A rule-based, deterministic medical billing verification engine built on FastAPI. BillCheck programmatically audits inpatient and outpatient hospital bills by cross-referencing line-item charges against the CMS Medicare Physician Fee Schedule (queried live via the data.cms.gov public API), NCCI Correct Coding Initiative bundling edits, ICD-10-to-CPT clinical plausibility mappings, and FDA-sourced maximum daily drug dosage thresholds.

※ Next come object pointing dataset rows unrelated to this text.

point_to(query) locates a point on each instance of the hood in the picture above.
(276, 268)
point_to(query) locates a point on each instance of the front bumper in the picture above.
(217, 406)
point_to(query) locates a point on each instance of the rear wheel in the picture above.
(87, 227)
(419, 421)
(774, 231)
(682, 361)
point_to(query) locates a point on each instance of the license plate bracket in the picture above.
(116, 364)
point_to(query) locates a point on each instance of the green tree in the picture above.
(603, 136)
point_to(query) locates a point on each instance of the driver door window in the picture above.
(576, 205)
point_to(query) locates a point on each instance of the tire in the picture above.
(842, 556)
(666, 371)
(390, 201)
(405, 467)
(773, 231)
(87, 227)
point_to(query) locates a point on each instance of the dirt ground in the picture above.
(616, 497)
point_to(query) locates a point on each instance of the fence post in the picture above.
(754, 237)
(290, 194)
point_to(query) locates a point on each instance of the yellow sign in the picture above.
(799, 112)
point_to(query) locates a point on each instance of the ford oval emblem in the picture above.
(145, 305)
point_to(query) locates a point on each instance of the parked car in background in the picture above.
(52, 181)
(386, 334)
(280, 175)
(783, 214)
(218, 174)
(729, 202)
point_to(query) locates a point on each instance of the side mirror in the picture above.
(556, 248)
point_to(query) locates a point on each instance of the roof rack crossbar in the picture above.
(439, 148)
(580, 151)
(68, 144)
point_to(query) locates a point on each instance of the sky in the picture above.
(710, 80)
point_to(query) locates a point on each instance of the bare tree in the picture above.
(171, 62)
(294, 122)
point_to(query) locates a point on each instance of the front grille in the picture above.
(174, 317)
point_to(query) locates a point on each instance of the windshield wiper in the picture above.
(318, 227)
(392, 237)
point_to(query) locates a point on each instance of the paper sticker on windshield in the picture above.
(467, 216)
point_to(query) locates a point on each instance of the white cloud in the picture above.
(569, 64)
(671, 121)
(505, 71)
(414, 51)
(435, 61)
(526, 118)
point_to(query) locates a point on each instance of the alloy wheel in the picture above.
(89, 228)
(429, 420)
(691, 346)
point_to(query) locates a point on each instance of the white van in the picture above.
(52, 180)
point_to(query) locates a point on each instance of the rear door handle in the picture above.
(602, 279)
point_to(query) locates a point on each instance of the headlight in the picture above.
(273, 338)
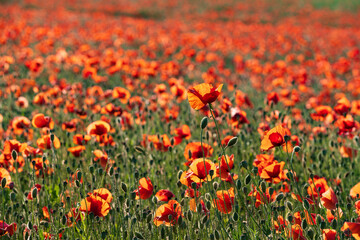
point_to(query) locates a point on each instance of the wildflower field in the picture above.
(188, 119)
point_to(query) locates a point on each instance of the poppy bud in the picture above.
(238, 184)
(14, 155)
(199, 207)
(297, 149)
(180, 173)
(334, 224)
(310, 233)
(12, 196)
(247, 179)
(263, 186)
(124, 187)
(139, 149)
(208, 205)
(322, 224)
(77, 183)
(211, 172)
(34, 193)
(232, 142)
(244, 164)
(303, 224)
(235, 217)
(79, 175)
(204, 123)
(306, 204)
(138, 235)
(215, 185)
(3, 182)
(52, 137)
(289, 205)
(290, 217)
(189, 215)
(279, 197)
(290, 175)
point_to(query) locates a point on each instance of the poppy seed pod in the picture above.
(204, 122)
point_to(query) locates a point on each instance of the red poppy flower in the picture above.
(145, 189)
(98, 128)
(7, 229)
(42, 121)
(163, 213)
(225, 200)
(164, 195)
(329, 199)
(203, 94)
(96, 205)
(274, 138)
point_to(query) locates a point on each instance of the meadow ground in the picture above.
(156, 119)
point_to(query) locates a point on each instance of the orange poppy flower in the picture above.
(173, 209)
(329, 234)
(42, 121)
(13, 145)
(70, 126)
(75, 215)
(104, 193)
(273, 172)
(5, 174)
(225, 200)
(145, 189)
(102, 158)
(200, 168)
(353, 227)
(19, 124)
(164, 195)
(329, 199)
(96, 205)
(77, 150)
(45, 142)
(342, 106)
(355, 191)
(38, 188)
(317, 187)
(31, 151)
(80, 139)
(330, 216)
(226, 164)
(7, 229)
(98, 128)
(181, 133)
(196, 150)
(122, 94)
(203, 94)
(262, 198)
(274, 138)
(22, 102)
(193, 205)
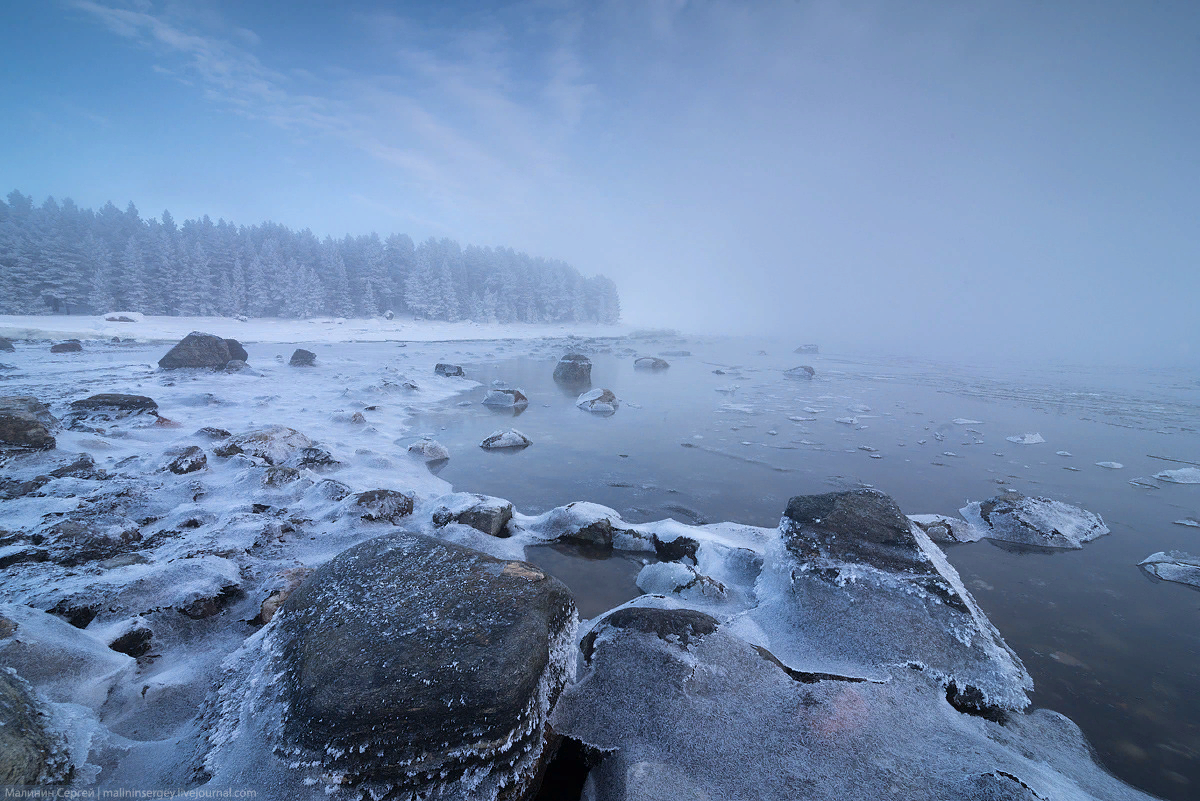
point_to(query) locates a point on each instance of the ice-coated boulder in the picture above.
(406, 667)
(29, 754)
(677, 706)
(301, 357)
(501, 440)
(274, 444)
(199, 349)
(429, 450)
(481, 512)
(1174, 566)
(507, 398)
(601, 402)
(862, 591)
(25, 422)
(574, 368)
(1037, 522)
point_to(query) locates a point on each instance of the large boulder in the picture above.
(406, 667)
(574, 368)
(199, 349)
(25, 422)
(1033, 522)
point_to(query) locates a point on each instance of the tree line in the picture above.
(58, 258)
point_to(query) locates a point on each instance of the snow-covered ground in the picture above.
(172, 329)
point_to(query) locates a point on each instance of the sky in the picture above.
(971, 180)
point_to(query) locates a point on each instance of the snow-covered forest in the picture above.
(59, 258)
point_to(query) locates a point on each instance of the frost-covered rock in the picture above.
(29, 753)
(481, 512)
(187, 459)
(601, 402)
(301, 357)
(862, 591)
(384, 505)
(505, 398)
(574, 368)
(679, 708)
(406, 667)
(1038, 522)
(942, 528)
(25, 422)
(502, 440)
(1174, 566)
(1181, 476)
(274, 444)
(429, 450)
(198, 350)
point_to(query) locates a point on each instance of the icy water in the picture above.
(1107, 645)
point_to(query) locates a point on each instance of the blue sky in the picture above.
(1014, 179)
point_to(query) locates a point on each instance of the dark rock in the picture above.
(480, 512)
(505, 398)
(679, 626)
(237, 353)
(301, 357)
(214, 433)
(279, 475)
(502, 440)
(29, 754)
(77, 614)
(25, 422)
(385, 505)
(187, 459)
(574, 368)
(133, 643)
(197, 350)
(420, 621)
(862, 525)
(130, 403)
(209, 607)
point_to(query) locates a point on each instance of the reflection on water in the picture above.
(725, 435)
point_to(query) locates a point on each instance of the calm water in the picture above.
(1107, 645)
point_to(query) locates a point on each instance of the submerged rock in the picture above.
(601, 402)
(574, 368)
(1036, 522)
(501, 440)
(505, 398)
(25, 422)
(481, 512)
(1174, 566)
(406, 667)
(301, 357)
(198, 350)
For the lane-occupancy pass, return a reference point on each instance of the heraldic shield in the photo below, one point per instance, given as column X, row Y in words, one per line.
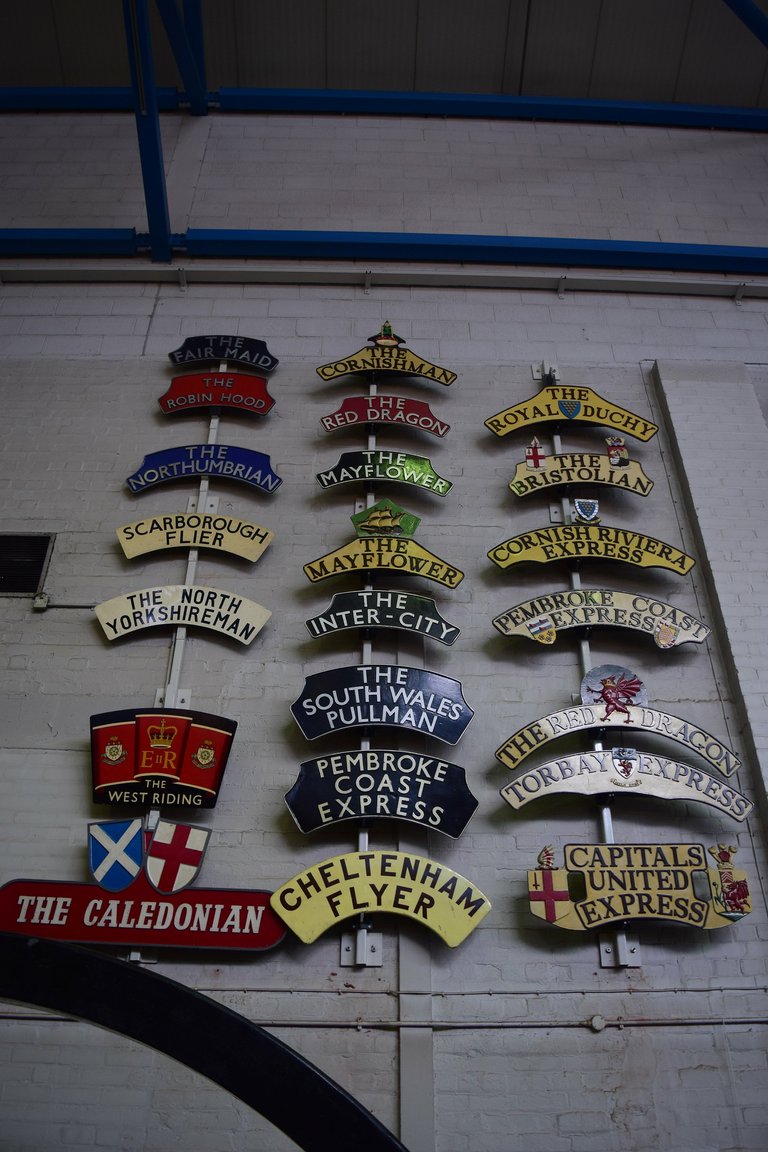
column 115, row 853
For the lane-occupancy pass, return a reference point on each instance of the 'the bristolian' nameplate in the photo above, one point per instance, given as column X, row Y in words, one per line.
column 223, row 389
column 182, row 605
column 381, row 783
column 195, row 530
column 625, row 770
column 226, row 461
column 407, row 885
column 382, row 694
column 545, row 616
column 383, row 608
column 559, row 403
column 639, row 883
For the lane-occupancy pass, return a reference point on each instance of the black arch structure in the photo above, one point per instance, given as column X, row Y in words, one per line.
column 245, row 1060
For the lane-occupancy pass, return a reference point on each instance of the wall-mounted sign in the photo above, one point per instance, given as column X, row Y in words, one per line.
column 159, row 757
column 383, row 608
column 237, row 349
column 182, row 605
column 382, row 694
column 625, row 770
column 362, row 786
column 545, row 616
column 397, row 410
column 557, row 402
column 398, row 883
column 385, row 355
column 226, row 461
column 195, row 530
column 590, row 542
column 639, row 883
column 578, row 468
column 385, row 465
column 223, row 389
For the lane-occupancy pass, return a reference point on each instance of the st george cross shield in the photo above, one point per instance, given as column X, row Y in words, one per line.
column 115, row 850
column 175, row 855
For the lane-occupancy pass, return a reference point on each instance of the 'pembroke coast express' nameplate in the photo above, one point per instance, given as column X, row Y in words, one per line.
column 195, row 530
column 559, row 403
column 226, row 461
column 383, row 608
column 382, row 694
column 407, row 885
column 182, row 605
column 378, row 782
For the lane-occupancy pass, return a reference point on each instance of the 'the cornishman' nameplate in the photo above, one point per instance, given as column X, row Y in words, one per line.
column 222, row 460
column 383, row 608
column 362, row 786
column 397, row 410
column 187, row 605
column 382, row 694
column 620, row 883
column 590, row 542
column 556, row 402
column 228, row 389
column 385, row 465
column 195, row 530
column 240, row 349
column 398, row 883
column 625, row 770
column 545, row 616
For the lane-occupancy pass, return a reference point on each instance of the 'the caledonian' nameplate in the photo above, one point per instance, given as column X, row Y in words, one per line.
column 545, row 616
column 620, row 883
column 397, row 410
column 238, row 391
column 382, row 694
column 182, row 605
column 383, row 608
column 407, row 885
column 385, row 465
column 195, row 530
column 381, row 783
column 226, row 461
column 590, row 542
column 625, row 770
column 583, row 406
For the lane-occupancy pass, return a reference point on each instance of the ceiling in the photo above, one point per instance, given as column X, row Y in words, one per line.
column 668, row 51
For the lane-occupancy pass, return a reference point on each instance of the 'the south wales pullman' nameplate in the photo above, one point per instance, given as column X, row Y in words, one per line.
column 159, row 757
column 195, row 530
column 607, row 884
column 380, row 783
column 238, row 349
column 383, row 608
column 625, row 770
column 189, row 605
column 582, row 406
column 385, row 465
column 407, row 885
column 397, row 410
column 222, row 389
column 590, row 542
column 545, row 616
column 382, row 694
column 228, row 462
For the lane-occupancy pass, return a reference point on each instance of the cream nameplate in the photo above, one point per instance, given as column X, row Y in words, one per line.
column 182, row 605
column 195, row 530
column 597, row 773
column 398, row 883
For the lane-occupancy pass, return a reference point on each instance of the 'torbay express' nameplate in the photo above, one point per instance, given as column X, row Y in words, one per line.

The system produces structured, dollar-quantified discrepancy reports with zero reliance on large language models for the verification logic itself, ensuring full auditability and reproducibility of every flag raised.

Architecture

                   ┌─────────────────┐
                   │   FastAPI App    │
                   │   (main.py)      │
                   └────────┬────────┘
                            │
              ┌─────────────┼─────────────┐
              │             │             │
     ┌────────▼──────┐ ┌───▼────┐ ┌──────▼───────┐
     │  OAuth 2.0    │ │ Static │ │  REST API    │
     │  (auth.py)    │ │   UI   │ │  Endpoints   │
     └───────────────┘ └────────┘ └──────┬───────┘
                                         │
                              ┌──────────▼──────────┐
                              │  Verification        │
                              │  Pipeline            │
                              │  (pipeline/)         │
                              ├──────────────────────┤
                              │  extractor.py        │
                              │  comparator.py       │
                              │  cms_api.py          │
                              │  scorer.py           │
                              └──────────┬───────────┘
                                         │
                       ┌─────────────────┼─────────────────┐
                       │                 │                 │
              ┌────────▼──────┐ ┌────────▼──────┐ ┌───────▼───────┐
              │ CMS Fee       │ │ NCCI Edit     │ │ Drug Dosage   │
              │ Schedule API  │ │ Lookup Table  │ │ Limits Table  │
              │ + Fallback    │ │               │ │               │
              └───────────────┘ └───────────────┘ └───────────────┘

Verification Pipeline

The comparator module executes 7 independent, composable verification engines in sequence. Each engine operates on the structured PatientBill model and emits zero or more VerificationIssue objects with typed severity levels, CPT/HCPCS code references, and dollar-denominated overcharge estimates.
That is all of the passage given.